Мама хорошо знала, что ждет ее в квартире, поскольку сталкивалась с этим не первый раз, а еще из-за неприятного случая, который произошел две недели назад. Наша хозяйка из Бэй-Ридж, милейшая женщина с сильным бруклинским акцентом, которая развлекалась, делая из старых фотографий открытки с плоскими шутками о старости и сексуальной жизни женатых, приперлась в квартиру. Мы, разумеется, не собирались ее туда пускать, по крайней мере, до тех пор, пока я не найму кого-нибудь зашпаклевать дыры от гвоздей, отмыть плиту и установить на место оторванный керамический полотенцесушитель. Но она открыла дверь своим ключом, вошла в квартиру и оставила сообщение на нашем автоответчике. Она была в ужасе. И собиралась заменить плиту. (Притом что плита работала нормально.) Не надо вызывать уборщицу — забирайте свои вещи и убирайтесь вон. Вот что она сказала.
Разумеется, после этого я позвонила маме в истерике, икая и рыдая, и мы проговорили почти час. Так что мама знала, что ее ждут проблемы.
На самом деле все было не так уж плохо. Не было ни запаха, ни крыс, ни червей. (Черви, а точнее, личинки появятся потом.) Униженная, но гордая, я, несмотря на протесты хозяйки, решила навести порядок. Если мы хотим произвести впечатление ответственных жильцов, а не белой швали, нам предстояла большая работа. Несколько часов мы оттирали грязь, красили, подметали и убирали мусор. Мама даже вымыла поддон под холодильником. А я и не знала, что под холодильником есть поддон. Наконец в квартире не осталось ничего, кроме громоздкого раскладного дивана. Часы показывали полчетвертого, и — я совсем забыла — на тот вечер у нас были билеты в театр.
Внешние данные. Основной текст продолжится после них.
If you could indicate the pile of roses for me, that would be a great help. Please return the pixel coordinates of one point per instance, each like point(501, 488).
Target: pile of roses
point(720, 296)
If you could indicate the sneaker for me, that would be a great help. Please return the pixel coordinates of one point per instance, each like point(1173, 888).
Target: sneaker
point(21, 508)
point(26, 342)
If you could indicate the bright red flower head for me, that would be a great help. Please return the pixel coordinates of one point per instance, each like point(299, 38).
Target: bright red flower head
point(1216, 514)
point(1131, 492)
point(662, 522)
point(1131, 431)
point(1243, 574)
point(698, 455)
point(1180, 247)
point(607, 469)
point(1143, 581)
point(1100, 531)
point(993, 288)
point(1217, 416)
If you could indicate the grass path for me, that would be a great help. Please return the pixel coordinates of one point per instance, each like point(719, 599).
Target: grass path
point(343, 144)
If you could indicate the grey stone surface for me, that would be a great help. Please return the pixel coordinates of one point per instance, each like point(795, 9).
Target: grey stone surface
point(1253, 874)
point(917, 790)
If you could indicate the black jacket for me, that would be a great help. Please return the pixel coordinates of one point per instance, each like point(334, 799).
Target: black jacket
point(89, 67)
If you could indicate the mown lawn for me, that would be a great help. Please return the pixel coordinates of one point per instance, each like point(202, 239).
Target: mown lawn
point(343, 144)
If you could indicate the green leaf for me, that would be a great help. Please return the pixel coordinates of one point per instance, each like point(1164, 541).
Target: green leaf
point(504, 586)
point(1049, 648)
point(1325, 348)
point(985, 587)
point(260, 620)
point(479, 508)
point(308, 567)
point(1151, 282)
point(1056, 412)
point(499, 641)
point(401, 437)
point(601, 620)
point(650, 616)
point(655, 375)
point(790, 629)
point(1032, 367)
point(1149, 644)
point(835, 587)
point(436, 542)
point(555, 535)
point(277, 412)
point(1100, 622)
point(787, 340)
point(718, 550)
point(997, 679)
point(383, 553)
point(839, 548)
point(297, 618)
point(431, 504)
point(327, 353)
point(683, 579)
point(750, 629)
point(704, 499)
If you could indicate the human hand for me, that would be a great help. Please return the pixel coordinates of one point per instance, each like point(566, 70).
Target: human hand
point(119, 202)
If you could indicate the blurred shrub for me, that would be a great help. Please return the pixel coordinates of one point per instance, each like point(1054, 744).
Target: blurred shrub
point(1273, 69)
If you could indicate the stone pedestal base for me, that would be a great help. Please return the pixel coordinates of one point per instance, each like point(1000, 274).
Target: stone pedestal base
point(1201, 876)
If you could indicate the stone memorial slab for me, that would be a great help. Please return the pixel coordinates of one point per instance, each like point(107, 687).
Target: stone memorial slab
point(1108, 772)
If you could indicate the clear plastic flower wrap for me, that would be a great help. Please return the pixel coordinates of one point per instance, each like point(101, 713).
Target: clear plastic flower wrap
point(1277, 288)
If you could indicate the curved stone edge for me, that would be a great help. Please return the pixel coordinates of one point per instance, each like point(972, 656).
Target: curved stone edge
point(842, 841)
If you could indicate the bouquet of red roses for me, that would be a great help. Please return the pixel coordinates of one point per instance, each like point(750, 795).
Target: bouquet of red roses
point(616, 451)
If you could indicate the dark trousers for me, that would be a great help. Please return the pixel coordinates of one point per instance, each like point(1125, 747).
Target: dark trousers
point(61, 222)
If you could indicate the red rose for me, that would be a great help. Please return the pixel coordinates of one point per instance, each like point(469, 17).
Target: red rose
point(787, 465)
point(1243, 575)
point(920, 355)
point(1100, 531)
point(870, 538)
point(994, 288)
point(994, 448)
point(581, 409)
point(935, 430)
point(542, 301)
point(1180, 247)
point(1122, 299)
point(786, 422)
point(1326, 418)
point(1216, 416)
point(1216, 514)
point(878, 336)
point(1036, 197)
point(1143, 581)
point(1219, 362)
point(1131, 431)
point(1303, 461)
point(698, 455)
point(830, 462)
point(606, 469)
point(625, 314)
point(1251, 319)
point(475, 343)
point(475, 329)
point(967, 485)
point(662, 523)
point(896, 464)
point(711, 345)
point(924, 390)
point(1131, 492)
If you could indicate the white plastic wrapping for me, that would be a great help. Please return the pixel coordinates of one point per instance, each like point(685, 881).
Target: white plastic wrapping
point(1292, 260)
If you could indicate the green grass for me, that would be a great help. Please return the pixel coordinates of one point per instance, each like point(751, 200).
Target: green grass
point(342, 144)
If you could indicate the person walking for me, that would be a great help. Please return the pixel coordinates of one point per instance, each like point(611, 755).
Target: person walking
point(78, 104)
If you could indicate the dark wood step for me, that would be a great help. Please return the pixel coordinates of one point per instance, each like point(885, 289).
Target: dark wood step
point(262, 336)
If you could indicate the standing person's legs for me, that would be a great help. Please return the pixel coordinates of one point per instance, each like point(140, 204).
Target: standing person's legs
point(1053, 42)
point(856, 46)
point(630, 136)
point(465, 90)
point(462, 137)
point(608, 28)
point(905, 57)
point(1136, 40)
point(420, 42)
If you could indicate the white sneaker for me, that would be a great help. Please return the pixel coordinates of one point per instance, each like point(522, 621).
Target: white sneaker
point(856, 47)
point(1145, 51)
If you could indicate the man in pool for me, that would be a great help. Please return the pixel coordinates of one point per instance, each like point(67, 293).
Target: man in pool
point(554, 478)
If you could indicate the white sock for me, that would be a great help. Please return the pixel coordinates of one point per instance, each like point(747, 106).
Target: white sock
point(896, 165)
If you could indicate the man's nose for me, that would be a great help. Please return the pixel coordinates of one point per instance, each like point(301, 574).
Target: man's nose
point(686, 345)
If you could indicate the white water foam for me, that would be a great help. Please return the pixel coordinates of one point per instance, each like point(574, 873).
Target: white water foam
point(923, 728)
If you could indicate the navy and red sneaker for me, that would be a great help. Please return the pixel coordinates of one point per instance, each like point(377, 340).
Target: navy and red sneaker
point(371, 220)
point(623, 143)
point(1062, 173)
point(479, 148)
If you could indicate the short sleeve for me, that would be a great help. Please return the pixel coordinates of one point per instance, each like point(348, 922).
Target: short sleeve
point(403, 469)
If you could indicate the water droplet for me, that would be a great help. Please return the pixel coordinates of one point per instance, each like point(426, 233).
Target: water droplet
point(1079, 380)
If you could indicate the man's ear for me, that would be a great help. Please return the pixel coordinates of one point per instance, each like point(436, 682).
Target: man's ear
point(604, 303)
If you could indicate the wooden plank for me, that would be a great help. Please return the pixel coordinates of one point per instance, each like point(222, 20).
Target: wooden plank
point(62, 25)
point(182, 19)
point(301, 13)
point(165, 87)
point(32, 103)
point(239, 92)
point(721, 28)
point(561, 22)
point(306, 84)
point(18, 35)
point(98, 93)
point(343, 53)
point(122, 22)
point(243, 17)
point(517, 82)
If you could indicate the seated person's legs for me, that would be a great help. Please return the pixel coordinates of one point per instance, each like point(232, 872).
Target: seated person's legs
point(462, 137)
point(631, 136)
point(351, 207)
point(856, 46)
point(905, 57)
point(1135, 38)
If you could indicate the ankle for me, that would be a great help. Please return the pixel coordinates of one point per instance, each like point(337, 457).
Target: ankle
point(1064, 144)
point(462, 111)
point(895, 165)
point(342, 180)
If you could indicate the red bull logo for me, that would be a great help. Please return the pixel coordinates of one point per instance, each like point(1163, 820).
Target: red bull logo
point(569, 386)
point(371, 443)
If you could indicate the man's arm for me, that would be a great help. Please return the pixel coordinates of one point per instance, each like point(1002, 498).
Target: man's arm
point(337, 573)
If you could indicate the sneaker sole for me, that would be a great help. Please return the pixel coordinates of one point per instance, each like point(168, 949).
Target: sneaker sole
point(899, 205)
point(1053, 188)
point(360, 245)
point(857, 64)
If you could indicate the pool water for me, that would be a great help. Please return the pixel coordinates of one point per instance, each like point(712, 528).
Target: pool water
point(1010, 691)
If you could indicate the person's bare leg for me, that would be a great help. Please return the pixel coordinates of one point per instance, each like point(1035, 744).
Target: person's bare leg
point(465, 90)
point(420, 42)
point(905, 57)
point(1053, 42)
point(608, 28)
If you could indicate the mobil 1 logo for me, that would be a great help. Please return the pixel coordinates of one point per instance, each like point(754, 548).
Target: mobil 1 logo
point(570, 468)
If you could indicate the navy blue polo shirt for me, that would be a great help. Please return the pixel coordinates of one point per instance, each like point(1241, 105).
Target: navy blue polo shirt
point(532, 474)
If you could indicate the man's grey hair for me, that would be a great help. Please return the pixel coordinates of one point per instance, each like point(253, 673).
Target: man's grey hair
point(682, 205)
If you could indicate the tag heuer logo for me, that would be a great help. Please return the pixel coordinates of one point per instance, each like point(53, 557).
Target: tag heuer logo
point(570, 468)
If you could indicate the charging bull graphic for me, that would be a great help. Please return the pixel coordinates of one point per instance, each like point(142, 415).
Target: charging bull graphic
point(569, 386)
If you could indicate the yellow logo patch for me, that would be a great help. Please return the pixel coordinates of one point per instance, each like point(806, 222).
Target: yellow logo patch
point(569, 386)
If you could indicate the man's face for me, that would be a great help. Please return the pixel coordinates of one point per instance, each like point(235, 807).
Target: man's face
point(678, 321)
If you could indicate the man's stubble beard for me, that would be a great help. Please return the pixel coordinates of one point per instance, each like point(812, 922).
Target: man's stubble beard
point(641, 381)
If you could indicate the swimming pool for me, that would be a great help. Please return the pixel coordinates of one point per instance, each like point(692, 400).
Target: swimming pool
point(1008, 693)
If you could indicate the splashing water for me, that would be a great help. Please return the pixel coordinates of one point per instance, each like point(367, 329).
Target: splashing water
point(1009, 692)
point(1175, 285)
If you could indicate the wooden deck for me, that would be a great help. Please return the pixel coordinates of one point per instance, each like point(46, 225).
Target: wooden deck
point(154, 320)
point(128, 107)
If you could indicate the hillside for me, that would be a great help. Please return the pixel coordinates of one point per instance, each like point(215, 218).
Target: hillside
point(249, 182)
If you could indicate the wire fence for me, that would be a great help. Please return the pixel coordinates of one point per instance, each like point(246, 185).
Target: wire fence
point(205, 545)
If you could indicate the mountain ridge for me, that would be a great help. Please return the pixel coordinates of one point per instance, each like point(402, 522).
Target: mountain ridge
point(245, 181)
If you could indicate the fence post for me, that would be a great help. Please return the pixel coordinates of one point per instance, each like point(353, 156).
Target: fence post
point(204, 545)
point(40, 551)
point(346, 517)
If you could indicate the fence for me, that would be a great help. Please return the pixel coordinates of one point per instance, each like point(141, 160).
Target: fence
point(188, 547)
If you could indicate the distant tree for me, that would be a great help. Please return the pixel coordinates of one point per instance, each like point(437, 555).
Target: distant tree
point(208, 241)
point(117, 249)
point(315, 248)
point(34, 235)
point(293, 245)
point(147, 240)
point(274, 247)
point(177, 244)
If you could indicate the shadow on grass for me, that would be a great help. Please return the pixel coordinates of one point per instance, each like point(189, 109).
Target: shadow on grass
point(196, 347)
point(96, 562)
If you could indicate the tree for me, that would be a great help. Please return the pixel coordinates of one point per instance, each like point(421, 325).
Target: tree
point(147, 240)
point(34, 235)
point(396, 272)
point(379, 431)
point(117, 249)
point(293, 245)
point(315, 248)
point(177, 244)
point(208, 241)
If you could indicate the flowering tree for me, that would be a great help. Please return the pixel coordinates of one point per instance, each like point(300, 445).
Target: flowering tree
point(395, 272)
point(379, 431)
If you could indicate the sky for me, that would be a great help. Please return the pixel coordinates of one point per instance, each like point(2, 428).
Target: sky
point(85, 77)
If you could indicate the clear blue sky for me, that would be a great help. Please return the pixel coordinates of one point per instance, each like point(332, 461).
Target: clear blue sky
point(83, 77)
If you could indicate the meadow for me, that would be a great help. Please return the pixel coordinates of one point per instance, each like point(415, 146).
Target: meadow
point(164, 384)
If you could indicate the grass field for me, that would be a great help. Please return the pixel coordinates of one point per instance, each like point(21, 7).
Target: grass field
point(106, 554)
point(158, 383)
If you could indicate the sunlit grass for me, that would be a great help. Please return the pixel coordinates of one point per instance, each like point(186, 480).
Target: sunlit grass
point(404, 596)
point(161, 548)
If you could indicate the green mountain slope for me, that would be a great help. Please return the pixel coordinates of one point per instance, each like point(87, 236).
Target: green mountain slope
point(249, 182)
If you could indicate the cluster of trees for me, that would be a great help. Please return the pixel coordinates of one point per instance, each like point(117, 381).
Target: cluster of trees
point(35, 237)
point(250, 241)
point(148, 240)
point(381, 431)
Эди Фалько и Стэнли Туччи в мюзикле «Фрэнки и Джонни». Восемьдесят баксов с носа.
— И что нам делать с этим диваном?
— Салли не звонила? — спросил папа.
— Нет. — Я старалась не злиться на нее, ведь если ее мать убили в супермаркете, мне потом будет очень стыдно за то, что я раскудахталась из-за какого-то дивана.
— Ну что ж, — бодро проговорила мама, — не хочет, не надо. Отвезем диван в «Гудвилл»[16], и делу конец.
Поскольку наш древний «форд-бронко» девяносто первого года и без того был нагружен до предела, мы с мамой поехали вдвоем. Папа с братом и Эриком должны были отправиться на поиски благотворительной организации, чтобы отдать диван и отпустить грузовик, а мы с мамой доедем до Лонг-Айленд-Сити, разгрузим вещи, и у нас как раз останется время привести себя в порядок перед театром. Мы сели, завели машину и тронулись.
При въезде на магистраль из Бруклина в Квинс, перед самым тоннелем Бэттери, открывается замечательный вид — гавань со сверкающей водой, панорама Нижнего Манхэттена на горизонте, живописный квартал Кэрролл-Гардене… Но мне это место запомнилось не этим. Я помнила, что даже при лучшем раскладе на пересечении шоссе Гоуэнус и Проспекта бывают пробки; что магистраль поднимается в крутую горку, а там всего одна полоса и некуда съехать. Это одно из тех мест, где не дай бог заглохнуть.
Что было дальше, вы, наверное, догадались.
Не вникая в подробности, скажу, что в театр мы с мамой так и не попали. Когда вежливые индусы, от которых, однако, было мало проку, оттащили нас на буксире к заправочной станции на Атлантик-авеню, я посадила покрытую слоем дорожной пыли маму в такси и прождала несколько часов, пока буксир не отвез меня и мою бесполезную машину обратно в Квинс. Вернувшись в квартиру, мама обнаружила у двери опрокинутый диван, который перегородил лестничную площадку. Видимо, поиски отделения «Гудвилл» не увенчались успехом. Для женщины, которая ни разу не пожаловалась за весь этот трудный день, хотя и не отличалась особым терпением, это оказалось последней каплей. Она устала, у нее болели ноги, она была вся в грязи. Прислонившись к дивану, она зарыдала.
К счастью, Эрик остался дома и ждал нас, а папа с Хитклифом отправились в театр, чтобы хоть два из четырех дорогих билетов не пропали. Когда Эрик услышал постукивание дивана о стену, он вышел посмотреть, что стряслось, и обнаружил маму, которая всхлипывала, уткнувшись в серую обивку. Он отодвинул диван в сторону и освободил проход. Она поднялась по лестнице, после чего сразу рухнула в некогда белое кресло, купленное, когда она была беременна мной, как место для кормления (когда я переехала в Нью-Йорк, кресло подарили мне).